Für eine Mitarbeiterbeteiligung eignet sich wohl am besten eine nachrangige (subordinierte) Anleihe mit einer erfolgsabhängigen Zinskomponente. Die Subordinierung kann bedeuten, dass die Anleihegläubiger nur im Fall der Insolvenz nach den erstrangigen Gläubigern bedient werden, aber auch, dass sämtliche über die Laufzeit anfallenden Zins- bzw. Kuponzahlungen nur dann bedient werden, wenn alle erstrangigen Gläubiger bedient sind.
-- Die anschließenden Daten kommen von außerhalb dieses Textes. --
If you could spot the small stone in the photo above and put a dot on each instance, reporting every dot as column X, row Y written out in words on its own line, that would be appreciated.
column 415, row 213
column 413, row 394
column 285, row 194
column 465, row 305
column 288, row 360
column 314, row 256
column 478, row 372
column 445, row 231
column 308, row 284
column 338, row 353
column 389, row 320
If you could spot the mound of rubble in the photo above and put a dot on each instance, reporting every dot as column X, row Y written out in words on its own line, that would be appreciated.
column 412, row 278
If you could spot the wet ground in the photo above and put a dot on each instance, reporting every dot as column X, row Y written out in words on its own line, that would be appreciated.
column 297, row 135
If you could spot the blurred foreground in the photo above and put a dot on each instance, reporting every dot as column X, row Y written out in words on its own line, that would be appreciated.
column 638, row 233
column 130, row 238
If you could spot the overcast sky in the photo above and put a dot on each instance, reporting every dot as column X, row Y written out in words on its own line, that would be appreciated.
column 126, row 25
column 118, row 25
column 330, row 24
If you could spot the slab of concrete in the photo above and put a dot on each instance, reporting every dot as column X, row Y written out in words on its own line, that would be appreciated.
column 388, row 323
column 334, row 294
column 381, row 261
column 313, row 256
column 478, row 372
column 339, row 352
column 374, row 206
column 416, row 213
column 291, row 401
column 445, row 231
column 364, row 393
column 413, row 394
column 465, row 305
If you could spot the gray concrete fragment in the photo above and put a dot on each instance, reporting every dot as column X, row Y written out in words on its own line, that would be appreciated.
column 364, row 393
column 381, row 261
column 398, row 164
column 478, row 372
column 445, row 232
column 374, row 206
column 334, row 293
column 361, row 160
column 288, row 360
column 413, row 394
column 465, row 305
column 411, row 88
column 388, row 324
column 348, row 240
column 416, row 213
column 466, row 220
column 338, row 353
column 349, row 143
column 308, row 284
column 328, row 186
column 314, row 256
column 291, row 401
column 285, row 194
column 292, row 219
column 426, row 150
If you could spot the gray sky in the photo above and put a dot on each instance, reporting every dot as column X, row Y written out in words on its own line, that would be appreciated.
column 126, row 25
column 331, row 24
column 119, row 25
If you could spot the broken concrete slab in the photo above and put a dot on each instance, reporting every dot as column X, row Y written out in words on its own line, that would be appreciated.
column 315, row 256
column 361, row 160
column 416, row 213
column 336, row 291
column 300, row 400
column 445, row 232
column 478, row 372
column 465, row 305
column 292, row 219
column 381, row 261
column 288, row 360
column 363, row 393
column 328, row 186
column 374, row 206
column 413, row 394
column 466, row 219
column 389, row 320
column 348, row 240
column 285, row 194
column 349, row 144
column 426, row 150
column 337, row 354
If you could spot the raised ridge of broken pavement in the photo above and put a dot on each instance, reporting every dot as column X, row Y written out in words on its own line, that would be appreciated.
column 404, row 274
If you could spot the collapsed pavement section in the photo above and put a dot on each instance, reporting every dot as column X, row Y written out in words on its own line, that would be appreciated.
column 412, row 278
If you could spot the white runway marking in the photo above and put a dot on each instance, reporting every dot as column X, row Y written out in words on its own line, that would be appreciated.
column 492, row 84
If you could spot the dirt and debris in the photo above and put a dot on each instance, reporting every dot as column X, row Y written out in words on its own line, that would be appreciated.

Da das Verlustrisiko geringer ist als bei einem Genussrecht, ist auch die Renditeerwartung des Anlegers geringer.
 
Die erfolgsabhängige Zinskomponente kann bei der Anleihe weitestgehend frei gestaltet werden. Häufig wird das Erreichen bestimmter Kennziffern als Auslöser für die Zusatzzahlung vereinbart. Als Referenzzahl bewährt hat sich das Ergebnis vor Zinsen, Steuern und Abschreibungen (EBITDA), weil es wenig durch bilanzpolitische Maßnahmen verzerrt wird und einfach zu berechnen ist. Es kann z.B. vereinbart werden, dass auf eine nachrangige Anleihe mit einem Kupon von 5% p.a. eine Zusatzverzinsung von 2% - 5% geleistet wird, wenn ein EBITDA von mehr als EUR XY Mio. erreicht wird.
 
Eine weitere Möglichkeit der Mitarbeitermotivation und -bindung ist das Anhängen von Bezugsrechten (Warrants) oder Wandlungsrechten an die Anleihe. Der Mitarbeiter erhält beim Kauf der Anleihe das Recht, pro Anleihe eine bestimmte Anzahl Aktien bzw. Unternehmensanteile für einen festgelegten Ausübungspreis zu erwerben oder den Anleihebetrag nach dem gleichen Mechanismus in Eigenkapital zu wandeln (bedingte Kapitalerhöhung). Dieses Instrument eignet sich insbesondere für Unternehmen, die einen Börsengang oder Anteilsverkauf planen. Liegt der bei Börsengang oder Veräußerung erzielte Preis für die Unternehmensanteile oberhalb des Ausübungspreises, kann der Mitarbeiter mitunter eine beträchtliche Zusatzvergütung auf die ursprünglich vergebene Anleihefinanzierung erzielen.
 
Für das Recht, Unternehmensanteile für einen bestimmten Preis zu erwerben, verzichtet der Käufer der Anleihe auf Zinsen, so dass die Finanzierung für das Unternehmen sehr günstig, für die Alt-Gesellschafter sehr teuer sein kann. Bei erfolgreichem Börsengang oder Anteilverkauf müssen sie einen Teil des Kuchens an die Anleihegläubiger abgeben, aber genau das ist schließlich der Sinn der Mitarbeiterbeteiligung.
 
Über die Vorteile von Mitarbeiterbeteiliungsmodellen wurde zuletzt unter anderem in der Financial Times Deutschland (27.04.09), im Handelsblatt (31.03.09), im manager magazin (27.12.08) oder der FAZ (22.04.08) berichtet.